The report found that the state government adopted different methodologies from established benchmarks for calculating malnourishment. It claimed 4.85% (2015-16) and 0.65% children in the state were moderately malnourished and severely malnourished, respectively. By contrast, the National Family Health Survey (NFHS-4) of 2015-16 conducted by the central government found 38.5% of children were stunted and 26.4% were moderately malnourished. This latter proportion increased by more than a third in a decade.
Elsewhere in the CAG report makes grim reading. A high number of maternal and newborn deaths were attributed to “vacant posts of Gynaecologists and Paediatricians, and lack of life saving equipment and beds in the maternity ward”. The government had a budget of Rs. 732 crore for building healthcare infrastructure, it utilized only 79% of the amount despite existence of glaring gaps.
On both maternal and child health, Gujarat ranks poorly. The Infant Mortality Rate (IMR) in Gujarat i.e. number of deaths for every 1000 live births is 34, significantly higher than the Indian average. On childhood immunisation, tuberculosis, measles, Hepatitis B and other vaccinations, Gujarat ranks poorly compared to the national average.

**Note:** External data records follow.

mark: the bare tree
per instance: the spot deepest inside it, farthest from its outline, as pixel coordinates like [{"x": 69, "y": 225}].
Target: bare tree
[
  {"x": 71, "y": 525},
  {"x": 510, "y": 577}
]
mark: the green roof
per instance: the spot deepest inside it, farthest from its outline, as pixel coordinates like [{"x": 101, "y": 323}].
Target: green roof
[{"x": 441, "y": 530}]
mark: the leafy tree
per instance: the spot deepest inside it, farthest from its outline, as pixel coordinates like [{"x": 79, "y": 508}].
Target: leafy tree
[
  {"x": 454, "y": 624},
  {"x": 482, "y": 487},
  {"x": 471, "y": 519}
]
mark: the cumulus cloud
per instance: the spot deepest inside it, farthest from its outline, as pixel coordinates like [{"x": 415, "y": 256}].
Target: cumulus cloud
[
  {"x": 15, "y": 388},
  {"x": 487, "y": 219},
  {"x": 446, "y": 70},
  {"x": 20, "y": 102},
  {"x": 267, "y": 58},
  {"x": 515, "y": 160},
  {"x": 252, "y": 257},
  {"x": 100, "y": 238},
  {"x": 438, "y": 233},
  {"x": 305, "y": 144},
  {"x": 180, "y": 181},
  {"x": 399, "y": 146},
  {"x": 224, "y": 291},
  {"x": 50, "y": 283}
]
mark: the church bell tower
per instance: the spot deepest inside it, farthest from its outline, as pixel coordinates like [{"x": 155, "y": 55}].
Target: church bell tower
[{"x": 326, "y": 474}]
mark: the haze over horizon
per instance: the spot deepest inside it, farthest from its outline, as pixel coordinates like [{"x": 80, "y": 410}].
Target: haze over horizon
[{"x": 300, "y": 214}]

A study published in The Lancet Public Health journal in September 2018 showed that while India accounts for about 18% of the world population, nearly 37% of women who commit suicide around the world are Indians. In particular, Gujarat’s suicide death rate actually rose over the last three decades, while the situation improved in all other Indian states except Rajasthan and Bihar. Sexual violence, a male dominated society and mental illness are given as some of the major reasons for the deterioration in Gujarat.
Policy priorities may change
But there is good news ahead for Gujarat. Certainly on paper, the state government’s health insurance scheme Mukhyamantri Amrutam scheme covers more people than the proposed Modicare, although the CAG report called for it to be better implemented. Only 54.54% of the eligible beneficiary families are currently enrolled. Modicare should bring with it enhanced cover if the program is fully taken up.
While public health historically has not been a policy priority in Gujarat, Modicare may well focus minds ahead of the 2019 elections. More innovative solutions could include encouraging agricultural systems that promote crop diversity (to enable dietary diversity) as well as regulatory and fiscal measures (to make healthy food more accessible). Malnutrition and obesity could be jointly addressed under the universal health coverage umbrella.
Apart from not being a policy priority, the numbers pose a challenge too. Capital Economics has said the funds for Modicare are “prohibitively small”, amounting to just 0.2% of GDP. The program covers only the costs of treatment and hospitalization at the secondary and tertiary levels, and not primary care – where the challenge is the greatest.
It’s unlikely the public health challenges in Gujarat will be addressed overnight, but with a combination of policy prioritisation, a greater focus that Modicare could bring, and far more focused implementation, Gujarat’s population could see dividends in the coming years.
 National Family Health Survey-4 (2015-16), 2017.
 Gender differentials and state variations in suicide deaths in India: the Global Burden of Disease Study 1990–2016’, 2018, The Lancet.